Hemos sido testigos de su capacidad para torcer realidades, lanzar muy orondo sonoras mentiras, ufanarse de logros inexistentes y demás linduras que lo pintan de cuerpo entero. Lo tuvimos como voz principal durante las primeras etapas de la pandemia. Las evaluaciones internacionales sobre su gestión ya están hechas. Alguien fue responsable de alrededor de 700 mil muertes “en exceso”. Por esa terrible realidad, ese individuo es el menos calificado para hablar de un mexicano notabilísimo en la ciencia, en la academia, en la administración pública.
Soberón fue el fundador del Departamento de Bioquímica del recién nacido Instituto Nacional de Nutrición que crecería gracias a su energía inacabable. Fue él quien impulsó la Sociedad Mexicana de Bioquímica y la Academia de la Investigación Científica. De ahí pasó a la dirección del Instituto de Investigaciones Biomédicas, en una actividad pionera. Fue coordinador de la Investigación Científica de la UNAM, su hogar académico. Ese científico se convirtió en su Rector en una etapa en la cual desde Los Pinos salían dardos envenenados. Algo similar a lo que ocurre ahora. No hizo excepciones políticas en la aplicación de la ley dentro del campus, lo cual le valió la fama de duro. No le importó en absoluto. Descentralizó la educación media superior de la UNAM creando los Colegios de Ciencias y Humanidades.
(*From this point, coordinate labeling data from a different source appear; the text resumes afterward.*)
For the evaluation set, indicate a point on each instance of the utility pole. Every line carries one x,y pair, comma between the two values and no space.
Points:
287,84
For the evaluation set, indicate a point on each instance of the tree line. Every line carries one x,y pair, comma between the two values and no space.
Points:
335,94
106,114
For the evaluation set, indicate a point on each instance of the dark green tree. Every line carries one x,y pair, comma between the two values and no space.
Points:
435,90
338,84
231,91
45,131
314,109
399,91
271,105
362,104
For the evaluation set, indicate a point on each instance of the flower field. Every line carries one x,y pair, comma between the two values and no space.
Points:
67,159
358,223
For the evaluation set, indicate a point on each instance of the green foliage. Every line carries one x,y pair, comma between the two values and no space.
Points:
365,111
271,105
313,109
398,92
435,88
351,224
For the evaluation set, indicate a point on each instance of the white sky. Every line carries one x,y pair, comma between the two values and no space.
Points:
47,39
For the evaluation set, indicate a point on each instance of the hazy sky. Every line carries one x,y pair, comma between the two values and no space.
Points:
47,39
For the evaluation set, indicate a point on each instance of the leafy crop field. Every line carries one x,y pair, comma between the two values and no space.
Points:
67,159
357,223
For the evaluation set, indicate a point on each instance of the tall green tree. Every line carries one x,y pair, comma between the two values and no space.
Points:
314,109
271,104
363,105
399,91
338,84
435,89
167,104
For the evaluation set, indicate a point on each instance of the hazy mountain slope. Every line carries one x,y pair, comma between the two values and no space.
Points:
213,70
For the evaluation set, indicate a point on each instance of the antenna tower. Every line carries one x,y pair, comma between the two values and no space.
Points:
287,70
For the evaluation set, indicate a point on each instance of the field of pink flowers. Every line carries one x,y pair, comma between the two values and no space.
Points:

Obsesivo de la planeación, miró lejos y creó las ENEPs ampliando horizontes. Tuvo la visión y se dio tiempo para fundar el Centro Cultural Universitario. Tomó posesión en un estacionamiento y, ocho años después, entregó la UNAM fortalecida y en una pieza.
Fue esa visión la que lo llevó a impulsar la investigación en fijación del nitrógeno, con impactos múltiples. Su obra académica es sólida y abundante. Pero el académico decidió ir más allá, tomar riesgos en el servicio público al que se entregó con gran pasión. Hombre sin partido, como Secretario de Salud enfrentó la aparición del VIH-Sida y sus espléndidos reflejos administrativos alertaron a los grupos vulnerables y rompiendo tabúes, irrumpió lanzando con fuerza el uso del condón. Reguló el tráfico de sangre y, gracias a esas medidas, México se convirtió en un caso de poca afectación frente a EEUU, Centroamérica y el Caribe. Así salvó miles de vidas. Le tocó parir la Ley General de Salud y dio los primeros pasos para la universalización de los servicios. Creía en el estado y actuó en consecuencia. Visionario, dio vida a la investigación sobre el genoma humano, enfrentando, ahí sí, a visiones muy conservadoras. Muy discreto en lo personal, “aspiracionista” tenaz, salió de Iguala y llegó al Colegio Nacional. Impulsó la ciencia, creó instituciones y fortaleció la salud pública. Qué más se le puede pedir.
Pero para la mente ruin, ese gran señor, fue uno de los padres del “neoliberalismo” al servicio de la “mafia”. ¡Qué capacidad para mentir, qué guion más aburrido, qué infame ser humano!
¿Por qué de su obsesión con Soberón? Quizá la explicación sea sencilla: no sabe de su condición de enano frente a la historia.